(urth) The Case for Mundanity

Dave Lebling dlebling at hyraxes.com
Mon Dec 17 17:06:28 PST 2007


I tend to take a very mundane approach to the Urth-Lune, Blue-Green, St. 
Croix-St. Anne question, which I may have previously posted. It's that 
Wolfe is fascinated by many questions involving dualities that are 
blurred by history, volition and circumstance, such as the distinction 
between humans and robots, the souled and the unsouled, the past and the 
future, the hunter and the victim (in fact there is a fairly long 
paragraph on this one in one of the New Sun books), the wolf(e) and the 
civilized man, and so on. Some of these dichotomies are expressed in 
very explicit physical form, and Blue versus Green is certainly one of them.

I'm also on the mundane end of the spectrum as far as many of the minor 
difficulties with chronology and sequence in the whole NS/LS/SS cycle, 
which is that a series of books written over nearly twenty years, each 
sub-series of which was unforeseen when the previous one was written, 
are going to contain some problematic dissonances because, for all the 
evidence to the contrary, Gene Wolfe is in fact human. To directly 
address one of the current issues, I think that Wolfe thought the idea 
of geologic strata made of the detritus of humanity was an incredibly 
cool idea (the cliff, the fact that "miner" means something closer to 
"archeologist" on Urth, the mountain range totally sculpted into human 
images -- who wouldn't pay to see that movie?). He's not Hal Clement, so 
he didn't sit down and calculate out all the geology and history, he 
just wrote the story, and years later he wrote more stories that twisted 
the chronology still more, and so on. Even though I don't believe that 
100,000-years-in-the-future makes geological sense, it makes reasonable 
literary sense (and sometimes even Jove nods). And by the way, Typhon 
annoyed the hierodules by trying to rule the galaxy and they put the 
black hole in the sun; it's said in almost so many words in 'Sword of 
the Lictor.' So there! (/grin)

Anyway, I realize speculation and literary treasure-hunting is immensely 
fun, but sometimes it involves ignoring the forest (the excellent 
stories, puzzles and jokes that really are there, such as Severian's 
parentage or the appearance of a "Green Room" that really is green) for 
the trees (farfetched late-Heinlein or late-Asimov connectivity among 
series -- another hobby horse I've posted about; not everything needs to 
relate to everything else, and not everyone needs to be everyone else -- 
it's a big universe and Wolfe knows that).

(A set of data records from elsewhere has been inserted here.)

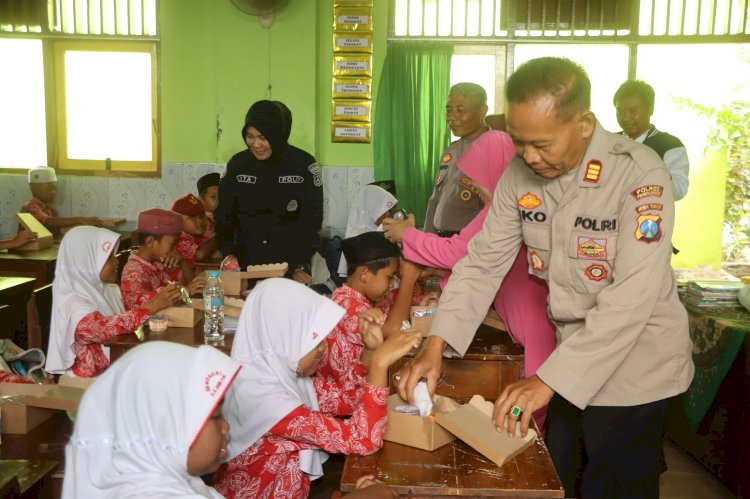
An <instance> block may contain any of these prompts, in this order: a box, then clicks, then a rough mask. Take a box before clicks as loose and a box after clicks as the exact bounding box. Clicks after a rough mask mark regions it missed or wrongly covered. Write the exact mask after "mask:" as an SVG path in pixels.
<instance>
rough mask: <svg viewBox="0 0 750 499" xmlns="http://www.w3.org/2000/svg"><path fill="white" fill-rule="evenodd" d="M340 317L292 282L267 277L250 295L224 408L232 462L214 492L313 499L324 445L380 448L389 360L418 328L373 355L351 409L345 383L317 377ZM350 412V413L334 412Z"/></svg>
mask: <svg viewBox="0 0 750 499" xmlns="http://www.w3.org/2000/svg"><path fill="white" fill-rule="evenodd" d="M343 315H344V309H342V308H341V307H339V306H338V305H336V304H335V303H333V302H332V301H331V300H329V299H328V298H325V297H323V296H320V295H318V294H317V293H315V291H313V290H311V289H309V288H308V287H306V286H304V285H302V284H299V283H297V282H295V281H293V280H291V279H281V278H275V279H266V280H265V281H262V282H261V283H260V284H258V285H257V286H256V287H255V289H254V290H253V292H252V293H250V296H249V297H248V299H247V302H246V303H245V306H244V307H243V309H242V314H241V316H240V322H239V327H238V328H237V332H236V333H235V338H234V345H233V346H232V357H233V358H235V359H237V360H239V361H240V362H241V363H242V369H241V370H240V373H239V374H238V376H237V380H236V381H235V383H234V386H233V387H232V388H231V389H230V390H229V392H228V393H227V398H226V403H225V407H224V414H225V416H226V418H227V420H228V421H229V423H230V425H231V430H230V439H229V440H230V443H229V447H228V449H227V450H228V452H229V458H230V460H229V462H228V463H227V464H226V465H224V466H222V467H221V468H220V469H219V473H218V480H217V482H216V489H217V490H218V491H219V492H221V493H222V494H224V495H225V496H226V497H228V498H234V497H285V498H303V497H307V495H308V492H309V489H310V481H311V480H314V479H316V478H319V477H321V476H322V475H323V466H322V465H323V462H325V460H326V457H327V456H326V455H325V452H336V453H344V454H352V453H357V454H370V453H372V452H375V451H376V450H377V449H379V448H380V447H381V446H382V443H383V433H384V432H385V426H386V424H385V423H386V415H387V408H386V400H387V398H388V380H387V371H388V367H389V366H390V365H391V364H392V363H393V362H395V361H396V360H398V359H399V358H401V356H403V355H404V354H405V353H406V352H408V351H409V350H410V349H411V348H412V347H413V346H414V345H415V344H417V343H418V342H419V340H420V337H419V333H418V332H417V331H411V332H407V333H404V334H395V335H393V336H392V337H391V338H389V339H388V340H387V341H385V342H383V344H382V345H381V346H380V347H379V348H378V349H377V350H375V351H374V352H373V354H372V358H371V363H370V370H369V373H368V375H367V384H366V385H365V387H364V389H363V394H362V397H361V399H360V400H359V401H358V403H357V405H356V406H355V407H353V408H351V407H349V408H348V410H344V408H343V407H339V406H340V405H343V402H341V401H342V398H341V397H340V396H339V394H340V391H341V388H340V387H339V386H337V385H335V384H325V383H321V382H319V380H315V381H314V380H312V379H311V378H310V376H312V374H314V372H315V369H316V367H317V363H318V362H319V361H320V359H321V356H322V355H323V353H324V352H325V348H326V343H325V341H324V340H325V338H326V336H328V334H330V332H331V330H332V329H333V327H334V326H335V325H336V324H337V323H338V321H339V320H340V319H341V317H343ZM371 327H372V328H373V329H377V328H378V326H377V325H371ZM373 333H374V334H378V332H377V331H373ZM344 414H347V415H351V417H350V418H348V419H339V418H337V417H336V416H337V415H344Z"/></svg>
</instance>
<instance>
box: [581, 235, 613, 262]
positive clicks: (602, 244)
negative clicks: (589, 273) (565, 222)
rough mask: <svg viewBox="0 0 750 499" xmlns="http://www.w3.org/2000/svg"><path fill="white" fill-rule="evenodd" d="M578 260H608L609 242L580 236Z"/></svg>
mask: <svg viewBox="0 0 750 499" xmlns="http://www.w3.org/2000/svg"><path fill="white" fill-rule="evenodd" d="M578 258H584V259H588V260H606V259H607V240H606V239H595V238H591V237H581V236H579V237H578Z"/></svg>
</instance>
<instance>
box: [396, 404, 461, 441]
mask: <svg viewBox="0 0 750 499" xmlns="http://www.w3.org/2000/svg"><path fill="white" fill-rule="evenodd" d="M405 403H406V402H404V401H403V400H401V397H399V396H398V394H393V395H391V396H390V397H388V426H387V427H386V430H385V435H384V436H383V439H385V440H388V441H389V442H396V443H397V444H403V445H409V446H411V447H417V448H418V449H424V450H430V451H431V450H435V449H437V448H438V447H442V446H443V445H445V444H447V443H449V442H452V441H454V440H455V439H456V437H455V436H453V435H452V434H450V433H449V432H448V431H446V430H445V429H444V428H442V427H441V426H440V425H438V424H437V423H436V422H435V420H434V419H432V418H431V417H425V418H423V417H420V416H411V415H408V414H402V413H400V412H396V411H395V408H396V407H397V406H399V405H402V404H405ZM457 407H459V404H458V402H456V401H454V400H453V399H450V398H448V397H441V396H440V395H436V396H435V407H434V410H435V412H438V411H451V410H453V409H455V408H457Z"/></svg>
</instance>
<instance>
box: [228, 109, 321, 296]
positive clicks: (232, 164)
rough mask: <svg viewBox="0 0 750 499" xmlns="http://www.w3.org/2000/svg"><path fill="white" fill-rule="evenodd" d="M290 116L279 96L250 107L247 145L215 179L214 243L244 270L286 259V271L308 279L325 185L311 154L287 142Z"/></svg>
mask: <svg viewBox="0 0 750 499" xmlns="http://www.w3.org/2000/svg"><path fill="white" fill-rule="evenodd" d="M291 118H292V114H291V112H290V111H289V109H288V108H287V107H286V106H285V105H284V104H282V103H281V102H278V101H268V100H262V101H258V102H256V103H255V104H253V105H252V106H251V107H250V110H249V111H248V112H247V115H246V117H245V126H244V127H243V128H242V138H243V140H244V141H245V143H246V144H247V147H248V148H247V149H246V150H244V151H241V152H238V153H237V154H235V155H234V156H232V159H230V160H229V163H227V172H226V174H225V175H224V178H222V179H221V183H220V184H219V206H218V207H217V208H216V211H215V212H214V218H215V219H216V243H217V245H218V247H219V249H220V250H221V252H222V254H223V255H224V256H228V255H233V256H236V257H237V259H238V261H239V264H240V267H241V268H243V269H244V268H245V267H246V266H247V265H256V264H263V263H277V262H287V263H289V272H288V274H287V276H288V277H294V279H295V280H298V281H300V282H303V283H305V284H309V283H310V281H311V278H310V276H309V272H308V271H307V269H308V268H309V264H310V258H311V256H312V254H313V252H314V251H315V250H316V249H317V247H318V246H319V231H320V226H321V224H322V221H323V188H322V182H321V173H320V167H319V166H318V164H317V162H316V161H315V158H314V157H312V156H311V155H310V154H308V153H307V152H305V151H303V150H302V149H298V148H297V147H294V146H292V145H290V144H288V143H287V140H288V139H289V133H290V131H291Z"/></svg>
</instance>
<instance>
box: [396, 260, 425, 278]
mask: <svg viewBox="0 0 750 499" xmlns="http://www.w3.org/2000/svg"><path fill="white" fill-rule="evenodd" d="M399 274H400V276H401V282H411V283H414V282H417V281H418V280H419V278H420V277H421V275H422V267H421V266H420V265H417V264H416V263H414V262H410V261H409V260H407V259H406V258H403V257H401V261H400V265H399Z"/></svg>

This doesn't mean I want or expect people to stop speculating, but 
perhaps to turn the speculation knob down a smidge from 11.

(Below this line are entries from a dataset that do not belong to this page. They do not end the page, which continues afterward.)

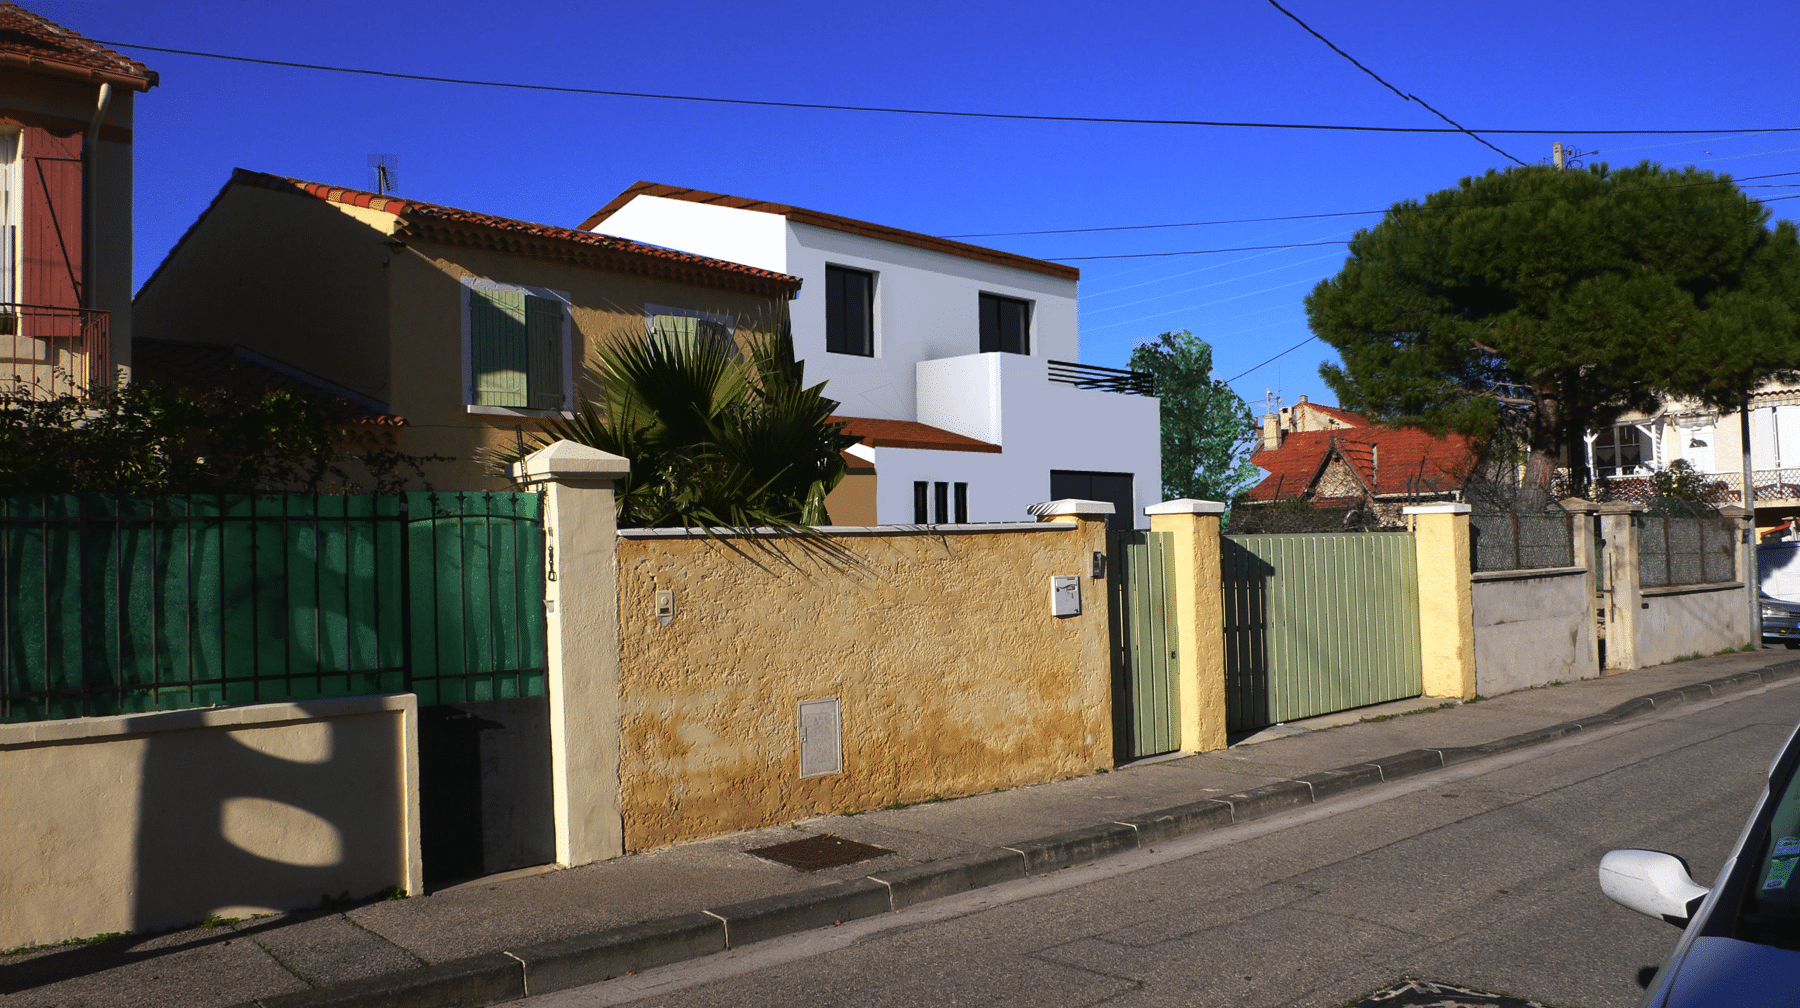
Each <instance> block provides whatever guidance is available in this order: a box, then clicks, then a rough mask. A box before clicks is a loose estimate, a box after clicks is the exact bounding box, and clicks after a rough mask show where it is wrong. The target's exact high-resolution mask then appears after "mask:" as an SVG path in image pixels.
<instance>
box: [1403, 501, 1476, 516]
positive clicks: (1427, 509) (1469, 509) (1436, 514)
mask: <svg viewBox="0 0 1800 1008" xmlns="http://www.w3.org/2000/svg"><path fill="white" fill-rule="evenodd" d="M1469 511H1472V508H1469V506H1467V504H1458V502H1454V500H1438V502H1436V504H1408V506H1406V508H1400V513H1402V515H1467V513H1469Z"/></svg>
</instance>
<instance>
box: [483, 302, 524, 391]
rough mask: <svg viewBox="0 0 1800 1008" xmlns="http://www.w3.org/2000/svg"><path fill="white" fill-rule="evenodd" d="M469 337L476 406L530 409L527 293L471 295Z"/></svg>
mask: <svg viewBox="0 0 1800 1008" xmlns="http://www.w3.org/2000/svg"><path fill="white" fill-rule="evenodd" d="M468 335H470V340H468V342H470V360H472V371H473V378H475V382H473V385H475V387H473V389H472V391H473V394H475V405H481V407H527V405H529V396H527V392H526V391H527V382H526V376H527V371H529V369H527V360H529V355H527V338H526V293H524V292H518V290H472V292H468Z"/></svg>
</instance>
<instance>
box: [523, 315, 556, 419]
mask: <svg viewBox="0 0 1800 1008" xmlns="http://www.w3.org/2000/svg"><path fill="white" fill-rule="evenodd" d="M562 320H563V315H562V302H560V301H551V299H547V297H531V295H526V346H527V364H529V376H531V382H529V389H531V409H558V410H560V409H563V380H562V371H563V347H562V328H563V326H562Z"/></svg>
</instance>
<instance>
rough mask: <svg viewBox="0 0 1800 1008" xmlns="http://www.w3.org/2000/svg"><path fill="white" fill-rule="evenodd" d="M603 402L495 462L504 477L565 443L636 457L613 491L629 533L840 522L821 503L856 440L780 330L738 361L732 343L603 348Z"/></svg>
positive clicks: (551, 429)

-- Dave Lebling, aka vizcacha

Recursive Loop wrote:
> Greetings:
>
> "Where I disagree with you is that I do think these discussions are interesting and are obviously
> one of the major reasons why people end up on this list."
>
> I noticed a couple of remarks of late in the order of "well, if you only checked the archives,
> you'd see we hashed it over in 19XX."